COCOON (Dir. Ron Howard, 1985) A ton of older titles are hitting Blu ray every day it seems which can be a good excuse to revisit forgotten films. However, In the case of this film the pristine picture quality hinders rather than enhances the dated special effects and its other cheesy attributes. Being about a group of seniors who stumble upon a fountain of youth in the form of a swimming pool which happens to have ancient alien cocoons resting in its water, this movie appeared to exist so that there could be at least one sci-fi film in the 80’s that you could take your grandparents to.

Don Ameche (who won the Oscar for his role), Hume Cronyn, and Wilford Brimley (who was only 51 at the time) are the old timers who find the inside pool located on property rented by Brian Dennehy as the leader of the visiting aliens disguised as humans. The aliens hire Steve Guttenberg, taking a break from the POLICE ACADEMY series, and his boat to help them move the cocoons. Meanwhile the old folks (including Jessica Tandy, Maureen Stapleton, and Gwen Verdon) show off their new youthful power in a standard era montage – one of many hammy scenes that made me wish this film remained in the dusty VHS section of my mind.

Watching it again after all these years, it looks like Howard too closely followed Spielberg’s alien handbook – when revealed as the generic glowing loose-limbed life forms that became the norm after CLOSE ENCOUNTERS, a good deal of the charm and fun is drained from the project. Likewise for big reveal of the alien’s mother ship too.

Some of its corny charm is still there, but COCOON is really just a footnote from a period populated by much better fantasy film offerings. It’s by no means a classic, shiny Blu ray notwithstanding. Among the ample special features that ignore this, there’s a trailer for COCOON: THE RETURN which is more than I want to see of one of the most unnecessary sequels ever again.

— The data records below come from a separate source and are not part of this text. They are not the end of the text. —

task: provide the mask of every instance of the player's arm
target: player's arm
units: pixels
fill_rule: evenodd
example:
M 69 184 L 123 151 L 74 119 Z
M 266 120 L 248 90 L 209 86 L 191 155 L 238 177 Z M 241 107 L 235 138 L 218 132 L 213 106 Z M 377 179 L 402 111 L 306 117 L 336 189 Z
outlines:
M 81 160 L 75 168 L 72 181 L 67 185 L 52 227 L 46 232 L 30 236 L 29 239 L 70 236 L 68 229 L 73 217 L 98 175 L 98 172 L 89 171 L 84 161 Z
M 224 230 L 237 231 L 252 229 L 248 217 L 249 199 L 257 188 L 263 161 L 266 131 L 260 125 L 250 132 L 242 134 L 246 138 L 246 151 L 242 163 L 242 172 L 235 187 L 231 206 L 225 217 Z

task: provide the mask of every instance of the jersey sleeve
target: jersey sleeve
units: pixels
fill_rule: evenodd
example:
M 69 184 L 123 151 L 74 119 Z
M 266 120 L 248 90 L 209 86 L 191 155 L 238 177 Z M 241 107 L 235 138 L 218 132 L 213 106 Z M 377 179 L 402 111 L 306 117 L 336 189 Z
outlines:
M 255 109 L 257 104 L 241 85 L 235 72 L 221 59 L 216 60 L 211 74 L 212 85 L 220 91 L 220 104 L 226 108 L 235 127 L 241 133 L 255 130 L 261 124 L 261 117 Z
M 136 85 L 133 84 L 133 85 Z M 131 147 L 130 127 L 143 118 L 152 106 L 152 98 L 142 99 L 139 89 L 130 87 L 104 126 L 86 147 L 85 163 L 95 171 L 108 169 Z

WONDERFUL WORLD (Dir. Joshua Goldin, 2009)

Much like John Cusack, the work of Matthew Broderick over much of the last decade has suffered from weak material. So it’s great to report that his film is Broderick’s strongest film since ELECTION. Broderick plays a former children’s folk music star that lives a sorry existence as a cynical divorced man toiling in jobs he believes are beneath him. When his roommate (Michael K. Williams – Omar from
The Wire) falls ill and needs hospitalization, Broderick contacts his family back in Senegal. Sanaa Lathan arrives as Williams’ sister and a romance blooms between her and Broderick.

WONDERFUL WORLD could be seen as a more accessible version of THE VISITOR – an over educated socially withdrawn white man meets a foreign woman who re-ignites his spark while they both try to help a brother in need with culture clashes becoming revelations. It may be predictable in parts, but this is a film with a lot of heart and just the right amount of comic edge to make it satisfyingly worthwhile.